IT can also help predict service disruptions: for example, when a device must be taken down for maintenance. One major European telco sought a way to warn customers in advance of any service interruptions to maintain customer service agreements. Its previous impact analysis system involved extensive manual work on spreadsheets, which was costly and error-prone. However, by switching to graph data platforms, the organisation made faster queries, a custom visualisation module, and conducted more complex root cause analysis.
In a highly competitive market where innovation is critical, undertaking rapid proof-of-concept and deploying new features and services is vital. With graphs, telcos can prototype faster with data models that reflect real-world business models instead of relational databases.
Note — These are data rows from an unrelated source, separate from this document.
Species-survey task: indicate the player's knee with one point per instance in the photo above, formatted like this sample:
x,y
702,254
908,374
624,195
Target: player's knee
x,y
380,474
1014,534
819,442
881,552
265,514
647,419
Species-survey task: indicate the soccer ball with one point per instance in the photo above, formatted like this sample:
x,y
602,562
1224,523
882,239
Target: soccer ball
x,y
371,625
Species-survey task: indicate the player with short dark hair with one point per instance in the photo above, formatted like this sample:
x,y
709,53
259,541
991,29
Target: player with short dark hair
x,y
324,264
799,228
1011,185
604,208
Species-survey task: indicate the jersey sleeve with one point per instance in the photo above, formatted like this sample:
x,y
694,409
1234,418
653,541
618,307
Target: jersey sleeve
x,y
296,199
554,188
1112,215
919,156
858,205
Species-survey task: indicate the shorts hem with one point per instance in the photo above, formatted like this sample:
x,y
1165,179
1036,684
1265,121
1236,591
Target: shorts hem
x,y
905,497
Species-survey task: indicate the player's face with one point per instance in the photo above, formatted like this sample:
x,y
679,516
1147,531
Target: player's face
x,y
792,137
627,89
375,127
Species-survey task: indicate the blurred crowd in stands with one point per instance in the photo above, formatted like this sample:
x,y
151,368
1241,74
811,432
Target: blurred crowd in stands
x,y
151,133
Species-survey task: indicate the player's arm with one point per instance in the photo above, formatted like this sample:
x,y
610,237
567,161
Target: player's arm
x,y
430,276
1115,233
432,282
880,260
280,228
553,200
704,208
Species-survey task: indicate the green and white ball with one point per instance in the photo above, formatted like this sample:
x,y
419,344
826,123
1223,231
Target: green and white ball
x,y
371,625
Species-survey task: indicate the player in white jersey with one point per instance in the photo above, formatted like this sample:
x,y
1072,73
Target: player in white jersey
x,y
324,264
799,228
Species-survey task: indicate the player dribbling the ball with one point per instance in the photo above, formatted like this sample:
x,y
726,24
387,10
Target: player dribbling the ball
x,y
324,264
Additionally, because graph data platforms make it simple to model real-life situations, it provides a better working foundation for key stakeholders who are not necessarily technical. This makes it much easier to get C-Suite buy-in for decisions and project sign-off.
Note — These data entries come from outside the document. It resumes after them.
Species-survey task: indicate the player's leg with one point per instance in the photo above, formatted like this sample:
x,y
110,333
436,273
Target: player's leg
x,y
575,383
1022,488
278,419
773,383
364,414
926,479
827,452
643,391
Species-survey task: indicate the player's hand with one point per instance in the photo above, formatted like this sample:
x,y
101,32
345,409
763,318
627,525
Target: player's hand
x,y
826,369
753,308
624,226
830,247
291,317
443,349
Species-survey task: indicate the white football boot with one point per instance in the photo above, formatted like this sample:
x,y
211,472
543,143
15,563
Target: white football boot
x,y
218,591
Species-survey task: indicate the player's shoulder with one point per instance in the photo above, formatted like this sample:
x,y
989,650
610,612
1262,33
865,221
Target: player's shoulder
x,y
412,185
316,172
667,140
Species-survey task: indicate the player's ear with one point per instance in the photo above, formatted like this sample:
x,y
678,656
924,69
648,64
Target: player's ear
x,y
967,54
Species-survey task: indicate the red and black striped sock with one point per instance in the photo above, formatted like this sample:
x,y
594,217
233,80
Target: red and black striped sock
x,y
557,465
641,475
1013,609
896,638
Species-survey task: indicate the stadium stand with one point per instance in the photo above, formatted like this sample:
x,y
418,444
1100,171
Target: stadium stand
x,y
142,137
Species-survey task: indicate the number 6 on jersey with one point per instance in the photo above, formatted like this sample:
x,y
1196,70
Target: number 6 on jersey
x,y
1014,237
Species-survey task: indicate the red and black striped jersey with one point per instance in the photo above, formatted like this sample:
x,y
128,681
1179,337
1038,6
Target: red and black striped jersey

One Asia-Pacific telco used graph data platforms to develop a unified database of every product and service with the relevant rules to ensure that appropriate services are bundled.
By mapping its commercial product line hierarchy in a graph, the telco has been able to greatly improve its business agility and IT responsiveness. Graph data platforms have also helped optimise customer services by providing real-time info to floor salespeople.
Improved service assurance
Critical information is often siloed and may not be accessible to the person that needs it. By using graph databases, cross-domain dependencies with a single unified view of the infrastructure are easier to visualise.
This is starting to help service assurance, which previously had to rely on fragmented views of the network and services that were typically manually curated and often inaccurate.
Service assurance requires performance and predictability, such as monitoring real-time end-user experience for automated responses. As 5G and IoT add an exponential number of devices and data to networks, services need to automate — from provisioning a service to reacting to failure. All of these problems can be ‘graphed’.
Successful telcos are therefore embracing next-generation service assurance that leverages a comprehensive, real-time view of services and infrastructure with an eye on end-user experiences, new service creation and predictive modelling.
Graph data platforms provide telcos with massive performance improvements and agility benefits over relational databases, enabling new levels of performance and insight and helping them maintain a vital competitive edge in an ever-competitive market.